Unveiling the Role of Lewis Base Strength in Small-Molecule Passivation of Defect Perovskites

TL;DR

This study investigates how the strength of Lewis bases influences the passivation of defect sites in perovskite materials, revealing that phosphonic acid groups effectively improve electronic properties and stability.

Contribution

It introduces a targeted small-molecule passivation strategy using Lewis bases, highlighting the effectiveness of phosphonic acid derivatives in defect mitigation.

Findings

Phosphonic acid groups effectively passivate Pb(II) defect sites.

Passivation lowers Fermi level and increases work function.

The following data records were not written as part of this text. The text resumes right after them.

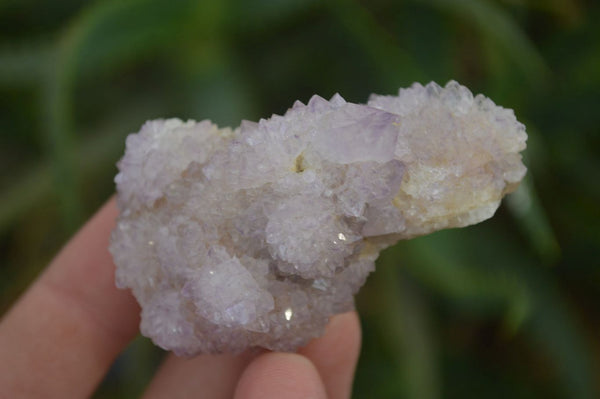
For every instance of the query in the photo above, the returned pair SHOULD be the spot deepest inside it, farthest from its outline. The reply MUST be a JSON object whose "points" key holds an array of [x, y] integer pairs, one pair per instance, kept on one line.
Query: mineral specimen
{"points": [[231, 239]]}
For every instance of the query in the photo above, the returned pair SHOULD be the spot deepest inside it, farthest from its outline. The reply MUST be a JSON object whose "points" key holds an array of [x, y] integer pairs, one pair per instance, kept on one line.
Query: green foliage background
{"points": [[507, 308]]}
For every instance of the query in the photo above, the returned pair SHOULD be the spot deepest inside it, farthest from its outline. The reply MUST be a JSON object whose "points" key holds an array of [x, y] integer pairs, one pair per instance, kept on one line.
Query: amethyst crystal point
{"points": [[231, 239]]}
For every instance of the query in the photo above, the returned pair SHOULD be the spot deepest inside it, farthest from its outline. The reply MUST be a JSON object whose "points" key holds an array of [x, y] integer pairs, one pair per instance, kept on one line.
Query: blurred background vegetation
{"points": [[507, 308]]}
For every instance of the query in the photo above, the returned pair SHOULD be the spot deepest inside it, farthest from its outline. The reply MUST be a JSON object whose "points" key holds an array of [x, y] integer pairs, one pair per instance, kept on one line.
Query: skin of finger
{"points": [[206, 376], [59, 339], [336, 353], [277, 375]]}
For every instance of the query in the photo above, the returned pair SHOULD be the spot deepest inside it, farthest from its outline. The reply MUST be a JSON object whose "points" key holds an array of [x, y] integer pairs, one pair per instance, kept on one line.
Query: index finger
{"points": [[59, 339]]}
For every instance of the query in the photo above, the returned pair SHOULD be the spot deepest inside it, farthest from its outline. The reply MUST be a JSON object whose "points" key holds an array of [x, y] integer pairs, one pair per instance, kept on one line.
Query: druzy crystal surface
{"points": [[254, 237]]}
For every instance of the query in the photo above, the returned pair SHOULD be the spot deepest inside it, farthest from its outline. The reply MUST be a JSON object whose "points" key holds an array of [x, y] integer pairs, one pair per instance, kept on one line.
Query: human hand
{"points": [[63, 334]]}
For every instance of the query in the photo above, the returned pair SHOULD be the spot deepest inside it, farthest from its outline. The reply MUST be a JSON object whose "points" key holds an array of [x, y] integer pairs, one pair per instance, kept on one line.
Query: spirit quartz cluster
{"points": [[254, 237]]}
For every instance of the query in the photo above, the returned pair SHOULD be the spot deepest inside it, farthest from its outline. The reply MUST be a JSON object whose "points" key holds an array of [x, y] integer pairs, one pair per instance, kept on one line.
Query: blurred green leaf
{"points": [[494, 23], [24, 64]]}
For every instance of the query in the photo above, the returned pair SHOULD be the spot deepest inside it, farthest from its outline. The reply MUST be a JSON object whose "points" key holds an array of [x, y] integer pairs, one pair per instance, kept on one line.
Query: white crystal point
{"points": [[231, 239]]}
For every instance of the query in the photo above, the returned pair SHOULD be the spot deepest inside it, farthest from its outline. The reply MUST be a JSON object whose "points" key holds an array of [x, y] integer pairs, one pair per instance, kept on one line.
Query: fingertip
{"points": [[280, 375]]}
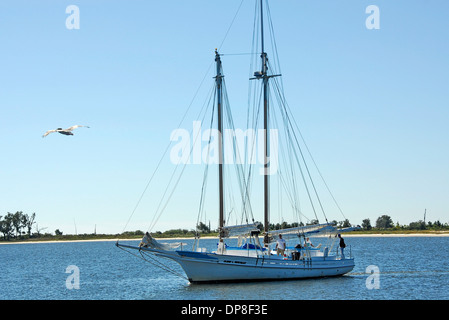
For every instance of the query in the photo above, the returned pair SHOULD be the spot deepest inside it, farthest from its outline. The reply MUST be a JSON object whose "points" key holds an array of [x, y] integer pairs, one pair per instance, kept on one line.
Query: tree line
{"points": [[385, 222], [16, 225], [19, 225]]}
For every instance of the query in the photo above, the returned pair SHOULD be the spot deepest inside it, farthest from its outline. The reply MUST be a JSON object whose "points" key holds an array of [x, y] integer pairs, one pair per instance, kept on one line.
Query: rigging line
{"points": [[155, 264], [237, 157], [313, 160], [232, 22], [167, 148], [302, 155], [206, 169], [156, 217]]}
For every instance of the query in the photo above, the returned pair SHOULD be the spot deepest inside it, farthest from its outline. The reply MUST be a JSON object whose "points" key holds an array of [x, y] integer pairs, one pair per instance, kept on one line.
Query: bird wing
{"points": [[48, 132], [74, 127]]}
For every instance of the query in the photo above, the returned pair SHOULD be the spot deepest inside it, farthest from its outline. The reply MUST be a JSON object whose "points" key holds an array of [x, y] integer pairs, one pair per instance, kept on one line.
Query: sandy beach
{"points": [[376, 235]]}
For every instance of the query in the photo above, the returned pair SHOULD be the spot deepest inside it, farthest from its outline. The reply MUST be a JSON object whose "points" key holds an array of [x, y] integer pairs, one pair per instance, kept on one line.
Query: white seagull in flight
{"points": [[67, 132]]}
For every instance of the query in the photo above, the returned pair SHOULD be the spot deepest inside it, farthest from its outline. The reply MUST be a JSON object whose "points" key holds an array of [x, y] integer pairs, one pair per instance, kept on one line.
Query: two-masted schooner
{"points": [[254, 258]]}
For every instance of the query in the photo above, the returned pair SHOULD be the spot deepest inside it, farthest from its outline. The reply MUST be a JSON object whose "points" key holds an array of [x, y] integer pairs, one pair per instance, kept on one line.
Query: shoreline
{"points": [[369, 235]]}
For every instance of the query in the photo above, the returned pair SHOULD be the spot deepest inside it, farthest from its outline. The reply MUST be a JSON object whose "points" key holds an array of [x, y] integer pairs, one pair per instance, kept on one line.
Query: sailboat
{"points": [[255, 257]]}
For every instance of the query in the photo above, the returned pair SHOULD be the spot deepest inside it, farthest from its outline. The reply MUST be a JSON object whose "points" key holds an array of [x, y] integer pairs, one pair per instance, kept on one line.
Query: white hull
{"points": [[211, 267]]}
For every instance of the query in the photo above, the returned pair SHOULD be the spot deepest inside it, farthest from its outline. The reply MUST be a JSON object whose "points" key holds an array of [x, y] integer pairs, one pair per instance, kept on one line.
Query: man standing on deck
{"points": [[342, 246], [280, 245]]}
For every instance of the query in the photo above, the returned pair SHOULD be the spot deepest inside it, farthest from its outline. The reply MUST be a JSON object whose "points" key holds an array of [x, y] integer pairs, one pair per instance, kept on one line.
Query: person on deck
{"points": [[280, 245], [342, 246]]}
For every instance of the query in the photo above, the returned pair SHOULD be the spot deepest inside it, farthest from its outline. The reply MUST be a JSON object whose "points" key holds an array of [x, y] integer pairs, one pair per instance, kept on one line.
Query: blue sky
{"points": [[373, 105]]}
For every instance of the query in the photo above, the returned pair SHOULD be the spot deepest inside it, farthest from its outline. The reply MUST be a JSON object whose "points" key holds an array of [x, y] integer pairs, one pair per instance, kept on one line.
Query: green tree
{"points": [[384, 222], [366, 224]]}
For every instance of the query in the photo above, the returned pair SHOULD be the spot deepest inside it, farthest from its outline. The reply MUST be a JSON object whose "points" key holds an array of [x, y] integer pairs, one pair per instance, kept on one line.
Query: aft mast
{"points": [[219, 83]]}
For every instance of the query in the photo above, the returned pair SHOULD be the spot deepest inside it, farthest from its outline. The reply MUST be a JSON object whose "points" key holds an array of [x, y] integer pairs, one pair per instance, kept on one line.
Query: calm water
{"points": [[410, 268]]}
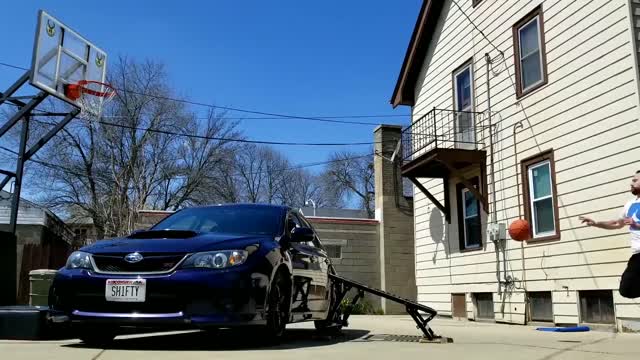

Electronic properties are significantly restored through targeted passivation.

Abstract

Perovskite materials are highly promising for a range of optoelectronic applications including energy conversion technologies, owing to their high charge-carrier mobilities, adaptability of bandgap tuning, and exceptional light-harvesting capabilities. Yet, defects that arise during manufacturing often lead to performance limitations such as hindered efficiency and stability. This is primarily due to significant deviations in crystal geometry and band structure elements such as the Fermi level, work function, and density of states, compared to pristine perovskite. To mitigate these issues, this study explored the passivation of surface iodide-vacancy defect in perovskite using small-molecule Lewis bases, an approach aims to counteract these detrimental effects. Among the examined N-, P- and O-coordinated benzyl derivatives, those featuring a phosphonic acid group as a passivator for the undercoordinated Pb(II) sites demonstrated outstanding electronic structure properties. This was notably achieved by lowering the Fermi level, increasing the work function, and suppressing surface trap states. The effective restoration of electronic properties achieved by targeted small molecule passivation provides crucial insights into enhanced functionality and efficiency for defect perovskite materials.